The formula-overhaul bill, which passed the legislature by a veto-proof majority of 36-13, stirred most of the controversy. Like the existing aid formula, it makes allotments for special education and transportation costs. But the new formula for the first time provides more money to districts with poor students and those who do not speak English as a first language.
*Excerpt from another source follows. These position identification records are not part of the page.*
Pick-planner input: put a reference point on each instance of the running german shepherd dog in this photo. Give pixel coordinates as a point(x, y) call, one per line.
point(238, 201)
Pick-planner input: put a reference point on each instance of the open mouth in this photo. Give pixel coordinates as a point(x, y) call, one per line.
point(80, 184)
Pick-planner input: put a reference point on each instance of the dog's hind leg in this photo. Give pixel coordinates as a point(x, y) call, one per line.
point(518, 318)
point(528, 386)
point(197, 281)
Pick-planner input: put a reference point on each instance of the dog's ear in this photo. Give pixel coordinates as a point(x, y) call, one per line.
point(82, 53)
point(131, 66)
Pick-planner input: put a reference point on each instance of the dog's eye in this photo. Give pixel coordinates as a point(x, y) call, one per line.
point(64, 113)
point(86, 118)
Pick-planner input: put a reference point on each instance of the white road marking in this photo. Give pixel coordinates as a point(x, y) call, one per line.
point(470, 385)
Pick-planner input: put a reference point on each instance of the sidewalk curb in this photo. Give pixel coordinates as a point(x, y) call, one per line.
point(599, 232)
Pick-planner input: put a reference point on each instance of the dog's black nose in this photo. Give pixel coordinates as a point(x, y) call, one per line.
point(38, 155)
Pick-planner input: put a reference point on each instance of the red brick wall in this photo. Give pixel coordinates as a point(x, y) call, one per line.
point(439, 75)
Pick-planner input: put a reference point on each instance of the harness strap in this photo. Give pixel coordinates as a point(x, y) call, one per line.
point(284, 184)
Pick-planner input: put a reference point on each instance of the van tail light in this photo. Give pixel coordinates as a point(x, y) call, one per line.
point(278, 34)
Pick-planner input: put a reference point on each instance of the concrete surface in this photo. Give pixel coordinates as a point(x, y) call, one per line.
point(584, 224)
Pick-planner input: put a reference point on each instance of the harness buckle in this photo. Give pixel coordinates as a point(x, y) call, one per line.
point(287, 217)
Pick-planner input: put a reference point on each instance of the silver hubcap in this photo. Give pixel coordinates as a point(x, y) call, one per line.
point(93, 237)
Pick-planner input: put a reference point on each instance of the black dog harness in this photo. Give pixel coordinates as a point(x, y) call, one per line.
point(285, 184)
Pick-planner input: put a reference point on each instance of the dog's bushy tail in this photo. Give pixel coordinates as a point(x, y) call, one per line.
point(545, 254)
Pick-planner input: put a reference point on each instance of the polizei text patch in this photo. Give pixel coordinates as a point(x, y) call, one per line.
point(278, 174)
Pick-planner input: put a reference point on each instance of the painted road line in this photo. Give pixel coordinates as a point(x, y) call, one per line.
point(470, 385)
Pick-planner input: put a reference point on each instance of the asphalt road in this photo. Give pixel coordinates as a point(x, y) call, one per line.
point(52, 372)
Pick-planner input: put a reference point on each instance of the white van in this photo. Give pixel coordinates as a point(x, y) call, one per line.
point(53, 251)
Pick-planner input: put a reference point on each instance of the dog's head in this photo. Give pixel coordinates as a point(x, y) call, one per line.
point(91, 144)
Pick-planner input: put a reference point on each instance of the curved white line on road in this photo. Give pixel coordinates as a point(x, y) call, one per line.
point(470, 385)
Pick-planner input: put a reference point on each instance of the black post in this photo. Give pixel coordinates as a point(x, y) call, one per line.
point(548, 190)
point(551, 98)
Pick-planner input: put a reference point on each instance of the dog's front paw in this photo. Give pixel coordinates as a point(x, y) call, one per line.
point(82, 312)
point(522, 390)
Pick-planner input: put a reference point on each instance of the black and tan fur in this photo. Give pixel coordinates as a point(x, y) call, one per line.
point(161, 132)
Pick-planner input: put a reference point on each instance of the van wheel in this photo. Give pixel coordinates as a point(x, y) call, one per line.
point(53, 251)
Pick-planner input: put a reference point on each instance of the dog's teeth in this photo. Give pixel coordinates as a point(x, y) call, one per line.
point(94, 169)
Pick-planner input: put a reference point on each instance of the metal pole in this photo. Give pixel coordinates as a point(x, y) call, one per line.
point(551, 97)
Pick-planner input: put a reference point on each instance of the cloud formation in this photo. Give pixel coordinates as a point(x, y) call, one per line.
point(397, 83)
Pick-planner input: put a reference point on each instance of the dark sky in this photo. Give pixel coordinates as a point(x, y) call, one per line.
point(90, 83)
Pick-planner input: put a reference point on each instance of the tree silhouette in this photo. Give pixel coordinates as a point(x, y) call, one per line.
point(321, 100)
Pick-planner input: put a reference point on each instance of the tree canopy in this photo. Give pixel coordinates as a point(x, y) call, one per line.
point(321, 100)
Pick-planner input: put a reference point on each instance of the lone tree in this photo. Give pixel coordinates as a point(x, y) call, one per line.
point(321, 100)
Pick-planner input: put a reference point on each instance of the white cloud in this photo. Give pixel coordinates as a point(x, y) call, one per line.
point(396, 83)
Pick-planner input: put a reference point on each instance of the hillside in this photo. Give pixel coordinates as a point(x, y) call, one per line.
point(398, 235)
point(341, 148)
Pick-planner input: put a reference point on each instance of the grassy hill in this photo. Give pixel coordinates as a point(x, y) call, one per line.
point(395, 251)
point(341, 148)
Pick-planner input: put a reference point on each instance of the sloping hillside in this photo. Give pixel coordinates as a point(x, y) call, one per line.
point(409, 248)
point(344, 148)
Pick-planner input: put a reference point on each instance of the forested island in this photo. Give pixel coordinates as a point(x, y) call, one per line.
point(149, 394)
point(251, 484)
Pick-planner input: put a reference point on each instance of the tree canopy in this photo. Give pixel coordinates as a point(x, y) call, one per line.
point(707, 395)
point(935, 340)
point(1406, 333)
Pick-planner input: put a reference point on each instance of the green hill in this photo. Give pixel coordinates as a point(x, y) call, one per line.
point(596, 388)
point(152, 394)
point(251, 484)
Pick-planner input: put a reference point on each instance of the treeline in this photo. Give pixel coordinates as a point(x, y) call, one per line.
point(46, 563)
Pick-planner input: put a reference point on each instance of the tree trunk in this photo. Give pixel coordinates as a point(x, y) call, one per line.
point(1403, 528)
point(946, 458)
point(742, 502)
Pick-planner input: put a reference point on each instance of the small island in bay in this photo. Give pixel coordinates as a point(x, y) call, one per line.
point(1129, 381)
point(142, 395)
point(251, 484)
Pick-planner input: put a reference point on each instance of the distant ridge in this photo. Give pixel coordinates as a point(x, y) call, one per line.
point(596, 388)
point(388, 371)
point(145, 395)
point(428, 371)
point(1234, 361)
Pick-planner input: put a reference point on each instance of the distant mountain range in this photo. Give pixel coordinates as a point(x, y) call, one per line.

In addition, it sets base per-pupil funding in a new way, replacing multiple tiers based roughly on school enrollments with three categories related to population density. Under the scheme, school systems serving areas that meet the definition of “very sparse"--having, among other characteristics, fewer than one pupil for every two square miles--get larger per-pupil allotments from the state. Finally, the formula penalizes districts that don’t levy at least 90 percent of the property-tax maximum.

Promoting Consolidation

Proponents of the bill said it rewards efficiency by holding some smaller schools to the same per-pupil spending allotment as their larger counterparts. The higher costs of running small schools should be recognized by the state only when school size is determined by population scarcity, the backers contended.

But opponents railed against what they saw as forced school consolidations, a dirty word in many Nebraska towns. Arguing that small schools are often more successful, critics also said the formula should take outcomes into account. “The emphasis was on cost per student. ... I felt we needed to look at the entire picture,” said Sen. Elaine Stuhr, who represents a rural area about 70 miles west of Lincoln and voted against the formula bill.

“People don’t want to say it’s a large school-small school conflict,” she added, “but in a sense, it is.”

Sen. William R. “Bob” Wickersham said he voted for the bill as the best alternative this year to creating havoc statewide, but “I’m not happy with it.” Mr. Wickersham, who represents a vast, thinly populated legislative district in the state’s northwest corner, said the bill was put together too hurriedly.

Superintendent John Erickson of Verdigre said his 250-student system in the state’s rural northeast is likely to lose about $185,000 in state aid next year. While people talk about consolidation, he said, “if you dig deeper, you are talking about destroying communities and families” because a school is often the soul of a town. Besides, he added, “we’ve looked at consolidation; it won’t save money.”